Susie’s tale of woe simply goes to show that you never know how an employee will react to their termination. Moreover, human resources should be sensitive to the dynamics of the termination and the particular sensitivities the employee may harbor as a result. Thus, it is not necessarily the best idea to have security personnel looming over the employee as they clean out their desk like some sort of social pariah. It may also be advisable to give the employee a moment or two to compose themselves after they have been informed that their employment is about to come to an end.
Lesson #2: Give the employee a chance to tell their side of the story
Heather in Human Resources was 100 percent certain that Cassie the Cashier had been stealing money from the cash register. In her mind, there was no other way to explain how money was consistently siphoned off from this register during Cassie’s shift. Dead-set on termination, Heather called Cassie into her office and handed her walking papers to leave the premises immediately and not return. In the following weeks, however, the money kept disappearing from the cash register despite Cassie’s absence. Many months and many thousands of dollars later, it was determined that Cassie had not committed the theft but that another employee had been utilizing Cassie’s cashier code to support his theft habit.
If Heather had allowed Cassie to tell her side of the story at the outset, Heather would have (1) retained a competent employee and (2) been able to focus on terminating the employee who was actually committing the theft.

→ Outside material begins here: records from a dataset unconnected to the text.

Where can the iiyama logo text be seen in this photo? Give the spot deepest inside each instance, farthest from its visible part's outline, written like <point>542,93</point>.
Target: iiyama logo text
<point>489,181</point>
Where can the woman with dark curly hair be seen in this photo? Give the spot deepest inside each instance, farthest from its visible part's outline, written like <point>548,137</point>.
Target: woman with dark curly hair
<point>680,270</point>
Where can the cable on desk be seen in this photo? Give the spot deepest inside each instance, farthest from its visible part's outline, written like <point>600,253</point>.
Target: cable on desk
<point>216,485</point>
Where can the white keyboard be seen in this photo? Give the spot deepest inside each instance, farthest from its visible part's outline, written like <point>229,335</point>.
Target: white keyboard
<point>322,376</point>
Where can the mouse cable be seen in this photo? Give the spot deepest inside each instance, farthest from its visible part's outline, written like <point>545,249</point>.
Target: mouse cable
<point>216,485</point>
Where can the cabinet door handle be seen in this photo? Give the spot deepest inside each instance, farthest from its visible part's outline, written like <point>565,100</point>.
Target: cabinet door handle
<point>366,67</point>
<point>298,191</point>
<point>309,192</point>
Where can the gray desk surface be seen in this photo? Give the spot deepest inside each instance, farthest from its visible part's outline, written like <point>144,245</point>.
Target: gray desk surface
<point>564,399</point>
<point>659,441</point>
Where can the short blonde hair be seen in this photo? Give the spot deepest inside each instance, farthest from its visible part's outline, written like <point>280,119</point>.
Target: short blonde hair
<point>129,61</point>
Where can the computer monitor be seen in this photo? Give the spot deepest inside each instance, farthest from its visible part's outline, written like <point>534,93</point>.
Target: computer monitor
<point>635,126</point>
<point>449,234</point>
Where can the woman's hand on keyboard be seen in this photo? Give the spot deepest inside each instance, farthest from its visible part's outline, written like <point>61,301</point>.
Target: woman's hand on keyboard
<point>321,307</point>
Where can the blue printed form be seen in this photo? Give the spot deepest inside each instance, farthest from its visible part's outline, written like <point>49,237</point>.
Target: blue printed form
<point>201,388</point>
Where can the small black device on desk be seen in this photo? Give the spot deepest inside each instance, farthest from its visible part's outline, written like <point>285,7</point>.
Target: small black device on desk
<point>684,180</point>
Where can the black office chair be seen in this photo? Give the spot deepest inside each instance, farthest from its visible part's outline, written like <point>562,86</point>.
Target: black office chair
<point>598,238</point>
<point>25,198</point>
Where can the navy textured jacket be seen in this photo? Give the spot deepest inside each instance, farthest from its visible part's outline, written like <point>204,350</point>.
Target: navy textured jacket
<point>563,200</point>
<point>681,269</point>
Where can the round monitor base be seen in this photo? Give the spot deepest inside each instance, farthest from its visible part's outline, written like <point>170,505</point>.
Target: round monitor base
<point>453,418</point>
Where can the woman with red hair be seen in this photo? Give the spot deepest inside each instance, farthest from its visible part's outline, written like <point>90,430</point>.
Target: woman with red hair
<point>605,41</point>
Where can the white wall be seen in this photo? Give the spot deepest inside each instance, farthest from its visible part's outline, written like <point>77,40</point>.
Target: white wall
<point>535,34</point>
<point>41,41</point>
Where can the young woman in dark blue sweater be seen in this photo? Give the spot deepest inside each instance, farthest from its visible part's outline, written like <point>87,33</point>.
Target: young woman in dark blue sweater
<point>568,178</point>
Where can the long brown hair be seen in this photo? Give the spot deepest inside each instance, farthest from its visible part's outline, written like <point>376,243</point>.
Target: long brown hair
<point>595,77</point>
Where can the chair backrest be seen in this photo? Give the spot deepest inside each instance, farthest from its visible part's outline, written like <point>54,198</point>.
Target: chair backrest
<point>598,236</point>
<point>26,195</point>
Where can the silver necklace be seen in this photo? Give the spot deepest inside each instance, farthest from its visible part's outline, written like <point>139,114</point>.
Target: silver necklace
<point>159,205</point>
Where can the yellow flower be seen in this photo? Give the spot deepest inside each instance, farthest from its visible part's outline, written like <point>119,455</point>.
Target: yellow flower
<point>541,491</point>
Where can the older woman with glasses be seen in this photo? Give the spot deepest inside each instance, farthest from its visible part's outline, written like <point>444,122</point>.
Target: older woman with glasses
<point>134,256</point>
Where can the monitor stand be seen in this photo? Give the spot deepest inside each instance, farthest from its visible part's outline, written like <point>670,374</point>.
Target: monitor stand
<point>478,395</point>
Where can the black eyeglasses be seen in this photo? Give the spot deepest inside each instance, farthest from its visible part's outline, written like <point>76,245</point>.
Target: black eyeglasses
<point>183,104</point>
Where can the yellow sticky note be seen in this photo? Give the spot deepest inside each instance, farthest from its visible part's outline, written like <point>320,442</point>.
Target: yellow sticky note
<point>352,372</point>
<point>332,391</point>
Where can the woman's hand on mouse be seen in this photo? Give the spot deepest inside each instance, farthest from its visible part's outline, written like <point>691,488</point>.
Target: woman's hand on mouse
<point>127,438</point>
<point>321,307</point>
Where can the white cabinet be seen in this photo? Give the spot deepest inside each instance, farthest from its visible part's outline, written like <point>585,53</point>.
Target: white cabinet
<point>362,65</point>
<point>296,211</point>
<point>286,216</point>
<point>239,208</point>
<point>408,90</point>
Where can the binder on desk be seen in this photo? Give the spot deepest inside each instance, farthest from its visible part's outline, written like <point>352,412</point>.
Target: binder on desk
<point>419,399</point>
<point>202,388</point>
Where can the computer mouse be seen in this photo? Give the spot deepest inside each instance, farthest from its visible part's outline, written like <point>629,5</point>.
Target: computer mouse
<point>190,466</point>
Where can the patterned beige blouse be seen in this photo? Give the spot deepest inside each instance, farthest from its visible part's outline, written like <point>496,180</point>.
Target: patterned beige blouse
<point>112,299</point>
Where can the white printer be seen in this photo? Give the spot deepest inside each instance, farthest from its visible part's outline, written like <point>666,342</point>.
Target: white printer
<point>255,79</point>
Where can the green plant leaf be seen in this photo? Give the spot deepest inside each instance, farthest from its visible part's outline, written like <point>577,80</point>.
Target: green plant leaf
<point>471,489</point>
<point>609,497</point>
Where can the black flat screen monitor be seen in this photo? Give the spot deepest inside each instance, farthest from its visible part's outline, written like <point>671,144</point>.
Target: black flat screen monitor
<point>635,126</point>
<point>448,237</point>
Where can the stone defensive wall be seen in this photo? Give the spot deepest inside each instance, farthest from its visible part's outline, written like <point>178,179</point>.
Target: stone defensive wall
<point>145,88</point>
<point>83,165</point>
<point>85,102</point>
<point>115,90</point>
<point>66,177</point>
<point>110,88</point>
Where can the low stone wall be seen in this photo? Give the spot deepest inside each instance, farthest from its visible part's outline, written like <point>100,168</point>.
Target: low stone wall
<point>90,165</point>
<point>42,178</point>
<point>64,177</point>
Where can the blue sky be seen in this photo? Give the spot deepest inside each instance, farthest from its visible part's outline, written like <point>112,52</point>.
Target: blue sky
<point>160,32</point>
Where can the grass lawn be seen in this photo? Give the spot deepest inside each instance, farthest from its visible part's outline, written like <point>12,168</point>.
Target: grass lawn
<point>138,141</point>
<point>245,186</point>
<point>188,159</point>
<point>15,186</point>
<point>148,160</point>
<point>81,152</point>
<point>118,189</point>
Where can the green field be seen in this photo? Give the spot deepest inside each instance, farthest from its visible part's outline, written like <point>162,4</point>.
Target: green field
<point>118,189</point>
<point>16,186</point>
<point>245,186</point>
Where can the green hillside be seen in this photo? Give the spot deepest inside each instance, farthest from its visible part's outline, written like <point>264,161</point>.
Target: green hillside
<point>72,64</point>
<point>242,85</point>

Perhaps more importantly, employees appreciate the opportunity to present their side of the story and are less likely to turn around and slap their former employer with a lawsuit if the process was perceived as unfair.
Lesson #3: Document, document, document
Debbie always received glowing performance evaluations. She was “a pleasure to work with” and had “great verbal skills.” On the competency scale, her lowest mark was “meets expectations” and she received a pay increase every year until her fifth year of employment when she was fired for “poor performance.” This would be no surprise to her co-workers who could read between the lines of the euphemisms in her evaluations. “Always contributes ideas in meetings” really meant “talks too much” and “performs tasks quickly when asked” actually meant “doesn’t do assignments unless reminded five times.” In an effort to protect Debbie’s feelings, her supervisors had failed to accurately document her shortcomings or put her on a path to correct these professional flaws. As a result, Debbie was shocked and dismayed that her supervisors had “had enough” and saw “no other option but to terminate.” Without proper employee documentation to support their decision, however, the supervisors had unwittingly exposed the company to a lawsuit.
If there is one thing to take away from this blog post it is this: if it’s not documented, it might as well not exist. When it comes to employee performance appraisals and alleged deficiencies in competencies, judges and juries are not going to just take the employer’s word for it. They want to see it in black and white, whether it is in a personnel file or printed from an email. The same judges and juries that hand out thousands and sometimes millions of dollars to former employees in damages want to know that the employee had fair warning of their performance problems and had an opportunity to fix them. Although admittedly burdensome, diligence in memorializing the successes and failings of a wayward employee can give you a solid foundation upon which to justify your employment decision.